極右が政権を握ったら在仏日本人は一体どうなってしまうのか
・・・という不安が増してきたので、今更ながらFNことFront National(フランスの極右政党)のホームページを訪問してみました。
メインページでは、直近の県議会選挙の結果が表示され、得票数ではすでに「FNが第一党!」であることが強調されています。
そして、FNの政策に関しては、106ページに及ぶ“政策ブックレット”とやらが出ていて、PDFファイルで読むこともできます。
ただし、今回は在仏日本人に直接的な影響を及ぼす政策リサーチなので、「Immigration(移民)」の項目に直行。
http://www.frontnational.com/le-projet-de-marine-le-pen/autorite-de-letat/immigration/
移民政策は、周知の通り、FNがもっとも力を入れたいテーマであり、他の防衛・司法・文化・教育などのページに比べると、ボリュームが群を抜いています。
このページがいつ書かれたのかは不明ですが、冒頭から展開されるのは「サルコジ前大統領批判」!
「(事実上のライバルである)サルコジは全く頼りになりません。」ということを言いたいがために、様々な数字を挙げて、サルコジ政権下では移民政策は何の効果も示さなかった、それどころか移民が増えた!そしてフランス人が迷惑している!ということが延々と語られています。
ではFNはどのようにして移民を減らすのか。
当然サルコジ批判の後に、これでもかといわんばかりの具体策が16項目に渡って並んでいます。
そのうちの主要策は以下の通り ↓
目標:年20万人流入する移民を、5年をかけて、年1万人にまで減らす。
- 移民労働者が家族を呼び寄せる権利を廃止する。
- 難民の受け入れを抜本的に減らす。
- 国境検査を再開する
- 滞在許可証の最長年数10年を3年に縮小する。取得条件も厳しくする
- 出生地主義の廃止(フランスで生まれ、5年間フランスで教育を受けると自動的に国籍がもらえる制度を廃止する)
―関連策:EU以外の国との2重国籍を認めない
- 不法滞在者がゼロになるまで、根気よく追放する
- フランス人優先主義を取り入れる
―具体例その一:フランス国籍を採用の際の最も重要な基準とすることを企業に促す。
―具体例その二:求職中の外国人はその期間が1年を超えた場合は祖国に戻ってもらう。それまでに納めた年金は国庫に帰属する
―具体例その三:家族手当(allocations familiales)は親のどちらかがフランス人または欧州人である場合のみ受け取れるように定める
- 「共和国はいかなる共同体も認めない」と憲法に追加する
という感じで、本当にすべてが実施されれば、移民を20分の1にするという彼らの目標はいとも簡単に達成されそうです。

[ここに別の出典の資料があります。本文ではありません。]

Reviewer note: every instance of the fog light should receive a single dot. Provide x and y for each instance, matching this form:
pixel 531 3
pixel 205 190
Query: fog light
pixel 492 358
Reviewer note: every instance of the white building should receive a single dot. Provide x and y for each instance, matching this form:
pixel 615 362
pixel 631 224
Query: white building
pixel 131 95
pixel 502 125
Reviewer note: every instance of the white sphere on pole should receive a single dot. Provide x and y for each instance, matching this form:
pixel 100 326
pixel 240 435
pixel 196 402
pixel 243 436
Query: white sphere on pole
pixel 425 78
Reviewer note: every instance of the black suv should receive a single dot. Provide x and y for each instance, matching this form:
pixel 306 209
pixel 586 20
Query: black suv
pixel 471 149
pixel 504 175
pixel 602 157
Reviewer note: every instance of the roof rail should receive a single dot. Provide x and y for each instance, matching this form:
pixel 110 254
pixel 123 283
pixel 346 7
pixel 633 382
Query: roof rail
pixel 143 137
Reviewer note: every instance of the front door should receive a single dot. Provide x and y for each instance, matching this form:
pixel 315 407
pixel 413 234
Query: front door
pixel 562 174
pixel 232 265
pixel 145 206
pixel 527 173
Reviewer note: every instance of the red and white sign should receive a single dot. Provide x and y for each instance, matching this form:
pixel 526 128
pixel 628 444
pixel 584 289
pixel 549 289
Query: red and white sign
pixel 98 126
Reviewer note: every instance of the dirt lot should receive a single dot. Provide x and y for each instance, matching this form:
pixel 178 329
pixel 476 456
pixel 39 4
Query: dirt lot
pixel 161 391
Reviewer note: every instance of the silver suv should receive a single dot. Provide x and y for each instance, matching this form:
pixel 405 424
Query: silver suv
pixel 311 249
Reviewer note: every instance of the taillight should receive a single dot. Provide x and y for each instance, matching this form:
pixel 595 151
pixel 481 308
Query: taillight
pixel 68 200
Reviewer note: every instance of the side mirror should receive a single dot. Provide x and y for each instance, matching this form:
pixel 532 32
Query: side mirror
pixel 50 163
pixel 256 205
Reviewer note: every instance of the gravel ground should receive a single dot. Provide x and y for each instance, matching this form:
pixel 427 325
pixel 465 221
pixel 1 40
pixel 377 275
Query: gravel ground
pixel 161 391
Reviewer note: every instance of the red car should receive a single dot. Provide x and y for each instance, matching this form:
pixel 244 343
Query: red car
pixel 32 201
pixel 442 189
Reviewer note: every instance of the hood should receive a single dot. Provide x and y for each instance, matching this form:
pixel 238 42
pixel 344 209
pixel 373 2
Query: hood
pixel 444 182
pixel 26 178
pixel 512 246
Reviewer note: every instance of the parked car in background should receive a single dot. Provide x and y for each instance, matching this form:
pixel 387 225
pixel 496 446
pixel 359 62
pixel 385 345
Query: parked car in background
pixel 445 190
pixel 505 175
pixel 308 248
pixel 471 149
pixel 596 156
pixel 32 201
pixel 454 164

日本人にとってつらいのが、「滞在許可証の年数縮小」、そして「1年以上の失職は“強制送還”」の二つ。日仏混血の子供がいれば「出生地主義の廃止」も。出生した時点で国籍を選ばされることになるかも・・・。
そして、捉え方で色んな解釈ができてしまうのが?の「共和国はいかなる共同体も認めない」という一文。イスラム教徒の移民街はもちろん、中華街や日本人街までもがアウトになるということなのか、それともイスラム教徒だけが対象だけど、あえて明言していないだけなのか・・・
移民政策以外にも、文化的なことは「フランスに関するもの」に限定され、選択の自由が与えられなくなるのは必至(文化政策のページに実際にそう書いてある)。映画館や本屋が“フランス製”で埋め尽くされるのは、かなり辛いものがあります。
躍進しているとはいえ、FNが政権をとることはない、と周囲のフランス人たちは口を揃えますが、2017年の大統領選までは気が抜けません。